David Ho: We have not done anything in that setting. In fact, western medicine does not have too many drugs that could enhance immunity. Chinese traditional medicine—it is claimed—that many of them would enhance immunity. So it may be a logical place to try. In fact, that little dot that I showed you is a T-Cell that carries the virus for a long time, and we could facilitate the eradication of that population if we could turn the T-Cell on. This is something that we call amino enhancers or amino modulators. In western medicine, we don’t have anything that will do that very effectively without causing toxicity. I, unfortunately, do not know a sufficient amount about traditional medicine, so it is hard for me to comment. Some years ago, we tried to see if herbal extracts would have anti-HIV activity, and there are plenty that do, in fact. It is just that none of them have been sufficiently purified for the kind of analysis we think that ought to be done. It is a promising area; I certainly don’t want to dismiss it. But unfortunately, the research infrastructure in the U.S is such that it is set up to support traditional things, and non-traditional things are unlikely to be funded. If that is to take place, it would probably be logical for places in China to pursue that.
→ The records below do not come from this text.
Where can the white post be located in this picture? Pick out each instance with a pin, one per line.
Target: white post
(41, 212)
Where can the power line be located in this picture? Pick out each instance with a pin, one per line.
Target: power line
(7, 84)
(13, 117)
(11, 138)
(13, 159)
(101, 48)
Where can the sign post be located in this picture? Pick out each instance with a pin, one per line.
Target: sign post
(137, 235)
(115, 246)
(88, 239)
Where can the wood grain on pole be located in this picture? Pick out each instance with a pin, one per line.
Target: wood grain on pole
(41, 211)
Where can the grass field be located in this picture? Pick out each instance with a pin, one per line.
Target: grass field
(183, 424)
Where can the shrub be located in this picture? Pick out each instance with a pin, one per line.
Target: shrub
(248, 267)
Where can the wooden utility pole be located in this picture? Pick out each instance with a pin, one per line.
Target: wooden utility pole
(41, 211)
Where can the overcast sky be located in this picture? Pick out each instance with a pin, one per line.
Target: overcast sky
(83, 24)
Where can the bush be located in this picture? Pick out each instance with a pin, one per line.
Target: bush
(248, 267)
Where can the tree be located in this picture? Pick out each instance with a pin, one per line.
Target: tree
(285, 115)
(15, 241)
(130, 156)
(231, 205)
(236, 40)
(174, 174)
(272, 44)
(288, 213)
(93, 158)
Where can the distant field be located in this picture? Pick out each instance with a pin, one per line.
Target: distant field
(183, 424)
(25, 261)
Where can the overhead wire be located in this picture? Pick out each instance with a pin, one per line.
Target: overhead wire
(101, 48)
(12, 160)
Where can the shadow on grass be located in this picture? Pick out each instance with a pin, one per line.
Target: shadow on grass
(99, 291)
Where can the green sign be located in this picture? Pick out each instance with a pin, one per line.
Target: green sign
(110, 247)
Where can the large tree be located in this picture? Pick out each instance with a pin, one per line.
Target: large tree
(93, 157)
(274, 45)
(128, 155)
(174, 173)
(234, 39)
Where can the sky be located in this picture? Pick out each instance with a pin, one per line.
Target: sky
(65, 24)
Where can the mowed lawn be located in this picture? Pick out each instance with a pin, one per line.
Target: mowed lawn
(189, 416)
Question 4: You mentioned the need for education—could you comment on common misconceptions about how it is transmitted, and how it is not transmitted?
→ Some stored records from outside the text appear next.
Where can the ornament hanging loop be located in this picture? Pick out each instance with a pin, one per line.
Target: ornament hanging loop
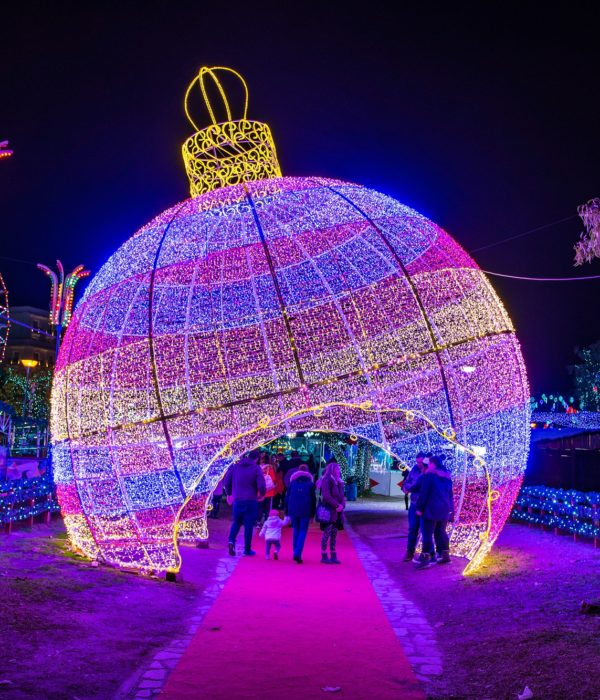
(201, 78)
(230, 152)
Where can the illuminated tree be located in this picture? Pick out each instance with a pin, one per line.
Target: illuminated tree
(588, 246)
(586, 375)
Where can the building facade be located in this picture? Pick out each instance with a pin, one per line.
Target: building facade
(31, 337)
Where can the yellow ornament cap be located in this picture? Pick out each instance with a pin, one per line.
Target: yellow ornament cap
(230, 152)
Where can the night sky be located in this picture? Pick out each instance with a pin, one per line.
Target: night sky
(486, 123)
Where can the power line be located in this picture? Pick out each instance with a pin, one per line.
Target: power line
(525, 233)
(542, 279)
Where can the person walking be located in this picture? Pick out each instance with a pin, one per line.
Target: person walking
(332, 497)
(301, 504)
(268, 471)
(215, 500)
(411, 486)
(245, 485)
(435, 507)
(271, 531)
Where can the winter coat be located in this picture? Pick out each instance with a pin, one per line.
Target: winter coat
(245, 481)
(332, 496)
(300, 500)
(271, 529)
(435, 499)
(412, 484)
(268, 469)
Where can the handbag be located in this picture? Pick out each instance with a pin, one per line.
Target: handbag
(323, 513)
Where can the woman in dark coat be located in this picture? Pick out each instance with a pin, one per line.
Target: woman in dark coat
(333, 498)
(300, 502)
(435, 507)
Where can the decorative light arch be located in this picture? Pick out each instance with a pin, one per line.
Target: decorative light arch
(279, 297)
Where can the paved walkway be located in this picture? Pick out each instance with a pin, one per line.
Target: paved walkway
(283, 630)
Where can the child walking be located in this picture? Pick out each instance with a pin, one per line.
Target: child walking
(271, 531)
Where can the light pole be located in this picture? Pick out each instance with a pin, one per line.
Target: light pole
(28, 364)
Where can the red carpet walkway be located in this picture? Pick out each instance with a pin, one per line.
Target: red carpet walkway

David Ho: Well, I think most educated people in developed countries know something about this. As I said, it is transmitted by close, close contact—sexual contact or sharing of blood, and blood products. It is not casually transmitted, and there are a lot of people who think this might be passed if you happen to shake hands with an infected person or be in the same room and breathe the same air. Those are common misconceptions and they are very counterproductive to what needs to be achieved. They create irrational fear; they isolate the patients; they create the kind of denial that exists at the very top of our governments. If this were an international problem that killed off ten citizens per day, not to mention 16,000, everyone would spring into action. It is hard for me to understand the complacency or the indifference, and this applies to everywhere, not just the Chinese government or the Indian government or the Thai government. It has happened in the U.S, and still there is a level of resistance at the top of the U.S government. It is perceived to be a disease that effects only the fringe of society, and that is wrong. Viruses do not know arbitrary boundaries created by man. They will just go and attack any susceptible cell. So those misconceptions are very damaging to what we need to do. That is why I said knowledge is power. You not only need to understand how the virus is transmitted, how the transmission could be prevented, but you also need to get an appreciation of the magnitude of this problem and develop a sense of urgency.